Lagache, in base alla sua interpretazione del pensiero freudiano e alla sua pratica psicoanalitica, ritiene lecito pensare all’Io ideale come ad una formazione permanente nel sistema super-egoico il quale, pertanto, risulta composto da due sottostrutture: il Super -io /ideale dell’Io e l’Io ideale. Non si tratta di una somma di componenti ma di poli di identificazione offerte al soggetto, identificazioni le cui relazioni sono dialettiche, anzi antinomiche. “Il Super-io può in questo modo essere il ‘luogo’ di conflitti ‘intrasistemici quali: ‘Sarò io bambino o adulto? […] Padrone o schiavo? ’ Quest’ultimo conflitto, il più importante, è il conflitto tra l’Io ideale e l’ideale dell’Io” (Lagache D., 1962b, 28). 

Da un punto di vista genetico – scrive l’A. – Freud concepisce il Super-io come l’erede del conflitto edipico. Ma, considerando lo sviluppo dal punto di vista delle relazioni di potere, molto precocemente si accende, come abbiamo visto, e poi si installa un conflitto primario tra bambino e madre. Spesso succede che quest’ultima, per rinforzare la propria autorità, ricorra al padre. Il bambino allora, cerca un modo per contrastare il potere materno tramite una identificazione primaria col padre. Tale identificazione   lo fa entrare in conflitto col padre “per ragioni che non si riducono alla rivalità per il possesso amoroso della madre. La risoluzione di questo conflitto suppone l’abbandono dell’identificazione primaria col padre […] e il passaggio ad una posizione di sottomissione di cui la forma estrema è l’Edipo negativo: l’imago paterna diventa il modello delle autorità, dei persecutori, dei seduttori omosessuali; il sistema Super-Io /ideale dell’Io soppianta più o meno completamente l’Io ideale. Dal punto di vista strutturale, il conflitto edipico s’interpreta come il conflitto tra l’identificazione primaria col padre e l’identificazione secondaria col padre, tra Io ideale e Super-io/ideale dell’Io” (Lagache D., 1961b, 227). 

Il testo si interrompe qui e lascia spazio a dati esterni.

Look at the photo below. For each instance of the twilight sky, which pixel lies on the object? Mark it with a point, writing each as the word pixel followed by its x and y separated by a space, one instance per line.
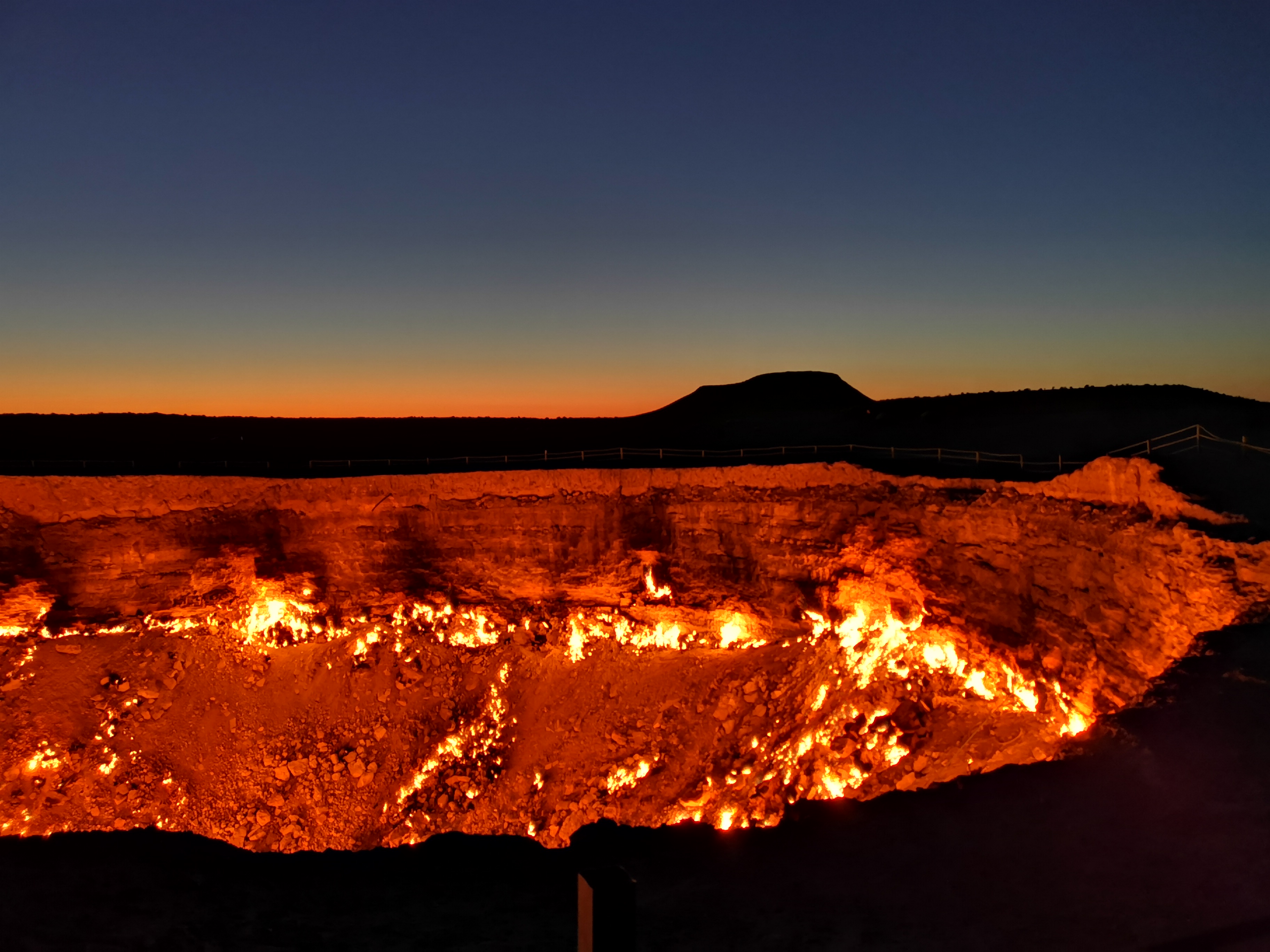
pixel 574 209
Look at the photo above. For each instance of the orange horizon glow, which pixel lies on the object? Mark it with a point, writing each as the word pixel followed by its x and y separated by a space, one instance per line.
pixel 525 399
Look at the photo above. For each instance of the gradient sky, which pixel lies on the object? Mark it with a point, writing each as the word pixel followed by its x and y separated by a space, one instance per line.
pixel 544 209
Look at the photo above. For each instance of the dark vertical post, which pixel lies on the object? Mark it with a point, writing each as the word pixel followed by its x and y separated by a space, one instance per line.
pixel 606 911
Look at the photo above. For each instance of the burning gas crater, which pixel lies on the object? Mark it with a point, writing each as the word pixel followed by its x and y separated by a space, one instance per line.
pixel 503 657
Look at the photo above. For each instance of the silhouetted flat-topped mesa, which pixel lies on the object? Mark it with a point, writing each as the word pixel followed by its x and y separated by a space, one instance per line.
pixel 785 394
pixel 770 411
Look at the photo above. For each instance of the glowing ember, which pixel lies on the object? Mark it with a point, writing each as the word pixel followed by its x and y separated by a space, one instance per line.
pixel 476 656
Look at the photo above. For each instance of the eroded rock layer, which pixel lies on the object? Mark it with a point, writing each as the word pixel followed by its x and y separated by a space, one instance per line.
pixel 348 663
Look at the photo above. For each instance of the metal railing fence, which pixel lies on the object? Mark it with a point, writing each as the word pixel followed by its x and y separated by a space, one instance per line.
pixel 1170 443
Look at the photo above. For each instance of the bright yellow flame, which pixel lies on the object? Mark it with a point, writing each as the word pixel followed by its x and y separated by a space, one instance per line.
pixel 654 591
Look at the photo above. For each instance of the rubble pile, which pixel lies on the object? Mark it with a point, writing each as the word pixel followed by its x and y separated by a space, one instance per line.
pixel 343 664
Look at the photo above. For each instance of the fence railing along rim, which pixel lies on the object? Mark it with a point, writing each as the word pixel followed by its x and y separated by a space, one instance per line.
pixel 1193 435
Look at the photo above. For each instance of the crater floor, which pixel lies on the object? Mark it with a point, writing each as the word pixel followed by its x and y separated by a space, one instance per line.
pixel 350 663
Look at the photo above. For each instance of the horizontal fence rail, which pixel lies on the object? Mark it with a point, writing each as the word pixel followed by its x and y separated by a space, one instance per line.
pixel 1170 443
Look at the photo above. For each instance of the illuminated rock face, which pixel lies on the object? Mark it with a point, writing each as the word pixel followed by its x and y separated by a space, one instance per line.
pixel 350 663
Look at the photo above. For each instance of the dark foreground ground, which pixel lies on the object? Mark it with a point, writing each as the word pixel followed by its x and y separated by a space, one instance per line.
pixel 1159 832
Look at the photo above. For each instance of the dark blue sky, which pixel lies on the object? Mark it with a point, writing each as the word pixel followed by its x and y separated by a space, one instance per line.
pixel 547 209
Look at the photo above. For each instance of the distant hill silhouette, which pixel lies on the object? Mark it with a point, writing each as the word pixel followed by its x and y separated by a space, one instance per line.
pixel 792 409
pixel 771 409
pixel 786 394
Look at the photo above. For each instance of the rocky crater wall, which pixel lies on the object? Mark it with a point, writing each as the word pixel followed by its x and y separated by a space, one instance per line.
pixel 347 663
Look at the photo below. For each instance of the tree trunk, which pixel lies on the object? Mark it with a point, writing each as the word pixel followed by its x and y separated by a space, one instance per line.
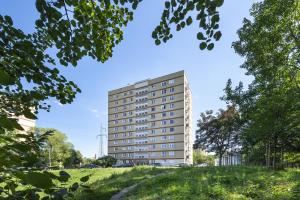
pixel 220 159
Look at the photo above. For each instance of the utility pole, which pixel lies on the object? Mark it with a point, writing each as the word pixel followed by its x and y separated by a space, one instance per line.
pixel 101 136
pixel 50 150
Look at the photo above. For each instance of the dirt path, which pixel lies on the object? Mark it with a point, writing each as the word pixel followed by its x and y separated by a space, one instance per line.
pixel 122 193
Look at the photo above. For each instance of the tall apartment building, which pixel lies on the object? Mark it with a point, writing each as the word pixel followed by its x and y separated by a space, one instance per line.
pixel 150 121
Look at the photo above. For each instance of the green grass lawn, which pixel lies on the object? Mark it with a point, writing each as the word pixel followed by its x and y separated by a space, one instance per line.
pixel 221 183
pixel 107 182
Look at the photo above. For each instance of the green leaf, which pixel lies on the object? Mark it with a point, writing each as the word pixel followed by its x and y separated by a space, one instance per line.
pixel 5 78
pixel 203 45
pixel 74 187
pixel 200 36
pixel 210 46
pixel 8 20
pixel 189 20
pixel 173 2
pixel 167 4
pixel 215 18
pixel 28 114
pixel 85 178
pixel 40 180
pixel 64 176
pixel 218 35
pixel 157 42
pixel 219 3
pixel 10 123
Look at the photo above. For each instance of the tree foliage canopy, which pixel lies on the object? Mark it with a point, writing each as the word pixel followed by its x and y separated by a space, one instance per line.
pixel 218 133
pixel 270 106
pixel 74 29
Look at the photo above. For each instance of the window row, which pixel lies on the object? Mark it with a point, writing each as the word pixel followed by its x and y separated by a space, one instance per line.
pixel 163 91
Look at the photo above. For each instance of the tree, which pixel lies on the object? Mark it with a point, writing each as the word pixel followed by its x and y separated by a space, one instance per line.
pixel 199 157
pixel 270 107
pixel 57 150
pixel 20 164
pixel 78 28
pixel 74 160
pixel 218 133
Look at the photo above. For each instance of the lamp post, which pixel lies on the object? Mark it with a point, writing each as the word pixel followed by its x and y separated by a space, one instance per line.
pixel 101 135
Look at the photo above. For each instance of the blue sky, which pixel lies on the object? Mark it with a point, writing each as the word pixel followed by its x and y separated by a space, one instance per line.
pixel 137 58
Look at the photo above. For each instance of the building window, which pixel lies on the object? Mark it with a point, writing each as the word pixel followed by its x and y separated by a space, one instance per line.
pixel 172 81
pixel 163 84
pixel 164 137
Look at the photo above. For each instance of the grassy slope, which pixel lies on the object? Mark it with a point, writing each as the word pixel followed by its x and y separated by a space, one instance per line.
pixel 107 182
pixel 221 183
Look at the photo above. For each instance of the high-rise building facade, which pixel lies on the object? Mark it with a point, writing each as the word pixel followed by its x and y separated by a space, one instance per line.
pixel 150 121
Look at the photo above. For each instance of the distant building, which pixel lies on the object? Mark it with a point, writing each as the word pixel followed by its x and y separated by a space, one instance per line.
pixel 230 159
pixel 150 121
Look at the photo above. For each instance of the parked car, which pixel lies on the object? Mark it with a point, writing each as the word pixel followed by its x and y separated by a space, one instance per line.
pixel 124 165
pixel 89 166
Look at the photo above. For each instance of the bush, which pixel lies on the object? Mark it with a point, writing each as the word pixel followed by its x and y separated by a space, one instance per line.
pixel 106 161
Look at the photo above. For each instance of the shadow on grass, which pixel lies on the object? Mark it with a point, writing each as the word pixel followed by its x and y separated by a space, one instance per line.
pixel 106 188
pixel 231 182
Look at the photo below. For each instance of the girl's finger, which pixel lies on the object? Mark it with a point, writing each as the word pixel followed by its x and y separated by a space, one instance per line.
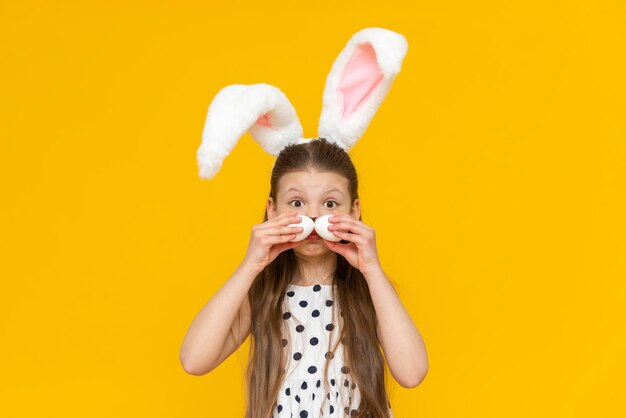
pixel 281 230
pixel 349 226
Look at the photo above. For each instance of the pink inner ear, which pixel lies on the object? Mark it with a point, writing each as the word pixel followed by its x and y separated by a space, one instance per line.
pixel 264 120
pixel 359 79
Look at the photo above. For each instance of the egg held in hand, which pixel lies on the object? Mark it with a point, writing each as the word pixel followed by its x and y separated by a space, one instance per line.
pixel 307 225
pixel 321 227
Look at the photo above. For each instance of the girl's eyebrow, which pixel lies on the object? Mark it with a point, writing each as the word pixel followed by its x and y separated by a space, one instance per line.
pixel 294 189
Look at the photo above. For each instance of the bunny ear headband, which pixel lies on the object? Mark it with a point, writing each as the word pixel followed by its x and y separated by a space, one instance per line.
pixel 355 88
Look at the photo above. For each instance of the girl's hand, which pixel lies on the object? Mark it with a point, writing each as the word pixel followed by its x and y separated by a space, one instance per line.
pixel 270 238
pixel 361 252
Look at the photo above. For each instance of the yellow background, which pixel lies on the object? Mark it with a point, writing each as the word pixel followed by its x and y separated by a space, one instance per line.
pixel 494 175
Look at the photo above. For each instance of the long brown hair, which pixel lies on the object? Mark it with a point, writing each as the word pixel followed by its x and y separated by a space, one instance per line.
pixel 267 361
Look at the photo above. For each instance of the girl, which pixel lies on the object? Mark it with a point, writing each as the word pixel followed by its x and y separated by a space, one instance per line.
pixel 320 313
pixel 317 310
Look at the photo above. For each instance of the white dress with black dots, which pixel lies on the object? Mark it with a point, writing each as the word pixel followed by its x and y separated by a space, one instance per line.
pixel 313 321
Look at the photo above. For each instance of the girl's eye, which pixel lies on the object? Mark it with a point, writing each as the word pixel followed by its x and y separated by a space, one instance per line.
pixel 300 205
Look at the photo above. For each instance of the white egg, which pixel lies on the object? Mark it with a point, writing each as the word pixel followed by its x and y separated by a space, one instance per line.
pixel 321 227
pixel 307 226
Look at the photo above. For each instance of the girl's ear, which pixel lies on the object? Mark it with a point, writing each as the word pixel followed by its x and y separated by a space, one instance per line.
pixel 260 109
pixel 358 82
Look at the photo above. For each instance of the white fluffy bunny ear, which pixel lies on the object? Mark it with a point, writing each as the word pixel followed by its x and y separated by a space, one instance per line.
pixel 260 109
pixel 358 83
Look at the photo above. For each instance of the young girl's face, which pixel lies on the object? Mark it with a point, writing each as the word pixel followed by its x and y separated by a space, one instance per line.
pixel 314 194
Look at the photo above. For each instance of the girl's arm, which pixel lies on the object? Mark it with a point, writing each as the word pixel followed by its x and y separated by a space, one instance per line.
pixel 206 343
pixel 401 341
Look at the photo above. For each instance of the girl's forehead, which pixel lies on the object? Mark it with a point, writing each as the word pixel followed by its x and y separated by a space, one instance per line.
pixel 312 182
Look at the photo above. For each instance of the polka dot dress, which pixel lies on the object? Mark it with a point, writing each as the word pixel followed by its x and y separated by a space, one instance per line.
pixel 312 319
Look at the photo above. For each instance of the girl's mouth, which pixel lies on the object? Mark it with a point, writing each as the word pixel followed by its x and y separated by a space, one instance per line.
pixel 313 237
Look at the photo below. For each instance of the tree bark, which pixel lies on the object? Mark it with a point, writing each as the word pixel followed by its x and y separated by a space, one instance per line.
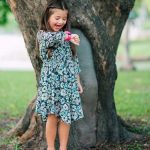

Considerando il prosieguo dello sviluppo normativo all’interno della relazione di potere con l’adulto, la quotidianità insegna al bambino che non è onnipotente e che ha bisogno dell’adulto da cui dipendono la sicurezza, il benessere e l’amore per la propria persona. In altre parole, l’identificazione con l’aggressore detentore del potere non abolisce la dipendenza del bambino; inoltre, l’aggressione verso i genitori è limitata dall’attaccamento nei loro confronti.  Lagache postula che per uscire “in maniera onorevole” dal conflitto di potere il bambino debba far ricorso sia alla deviazione dell’aggressività su terzi sia alla neutralizzazione dell’aggressività. Anche qui penso che l’A. si riferisca ad Hartmann che a questo proposito dice: “Definiamo neutralizzazione la trasformazione dell’energia, sia libidica che aggressiva, con cui questa si allontana dalla forma istintuale e si approssima alla forma non istintuale. Se […] assumiamo che nell’uomo l’autoconservazione è in notevole misura una funzione dell’Io (Freud, 1938), dobbiamo giungere alla conclusione che essa effettivamente dipende dalla neutralizzazione” (Hartmann H., 1955, 244). “La capacità di neutralizzare considerevoli quantità di energia istintuale può essere un’indicazione della forza dell’Io Hartmann H., 1950, 145)”.

Per dirla con mie parole e traendo spunto da Hartmann: il bambino grazie alla neutralizzazione ed alla deviazione dell’aggressività conserva un buon investimento narcisistico sulla rappresentazione di sé. In questo modo può iniziare una relazione da soggetto a soggetto nella quale il bambino, affermando la propria autonomia, “riconosce l’altro come soggetto nella sua esistenza, nel suo valore e nei suoi diritti, ponendo così le basi affinché lui stesso si riconosca come soggetto” (Lagache D., 1962a, 304).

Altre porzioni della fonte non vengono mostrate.